La parte del caso más llamativa es la que identifica 132 actas en las que Fuerza Popular no tuvo ningún voto o tuvo solo uno. Fuerza Popular sostiene que si el indicador se mueve a 3 votos las actas expuestas serían 325. Para los impugnantes el “voto 0” o “1” son estadísticamente imposibles. Agregan que en primera vuelta en esas mesas “hubo votos” propios o destinados a respaldar a organizaciones políticas de derecha.

Los voceros de Fuerza Popular no nos han dicho cuántos votos tenía Fuerza Popular en esas 132 mesas en primera vuelta. No nos han dicho cuántas personas votaron en primera vuelta y cuántas en segunda. No nos han dicho cuántas personas votaron por Castillo en primera vuelta. No sabemos si son más o menos que en primera. Tampoco nos han dicho cuántos votos tenían las organizaciones a las que se refiere como semejantes a ella en esa primera vuelta. No sabemos si Fuerza Popular tenía y perdió personeros en esas mesas en primera vuelta. No sabemos tampoco cuantos de los 153 pedidos de nulidad que han ingresado a tiempo contienen estos casos.

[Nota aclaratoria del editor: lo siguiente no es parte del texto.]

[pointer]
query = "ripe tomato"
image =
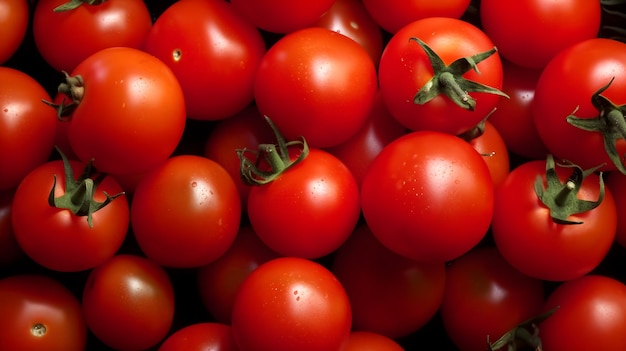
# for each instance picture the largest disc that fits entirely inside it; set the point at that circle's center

Creo que conocer esos datos sería importante, no para cuestionar el proceso electoral, sino para saber si nos están mintiendo, o si están sobre dimensionando un hecho cierto en escasa magnitud. Si algo en efecto hubiera pasado en algunas de esas mesas, creo, merecemos saberlo. El caso del “0 electoral” es llamativo. Eso significa que podría contener algo. O no. El caso, como ha sido presentado, no está completo. No tendría sentido si resulta que la asistencia a la segunda vuelta fue menor que la asistencia a la primera. Entonces se hace posible que los votantes a los que apela Fuerza Popular no hayan asistido a votar en segunda vuelta. Tampoco tendría sentido si la votación que dicen haber perdido es ínfima al punto de no tener impacto electoral.

El evento sería importante si Fuerza Popular tuviera testimonios de personas amedrentadas o amenazadas que hubieran sido efectivamente forzadas a no votar. Tendría sentido si tuvieran al menos un testimonio de eliminación de votos efectivamente emitidos o de llenado de votos en blanco. No lo tienen. Tienen hasta ahora una singularidad contable vacía de contenido y de contexto. Pero que puede ser amplificada si alguien tiene acceso al resto de información que puede darle, o quitarle toda relevancia al asunto.

Difíciles aspectos, sin duda. Pero todos analizables. Y creo imprescindible analizarlos aunque no vaya a ser -creo que no debe ser- ante el JNE.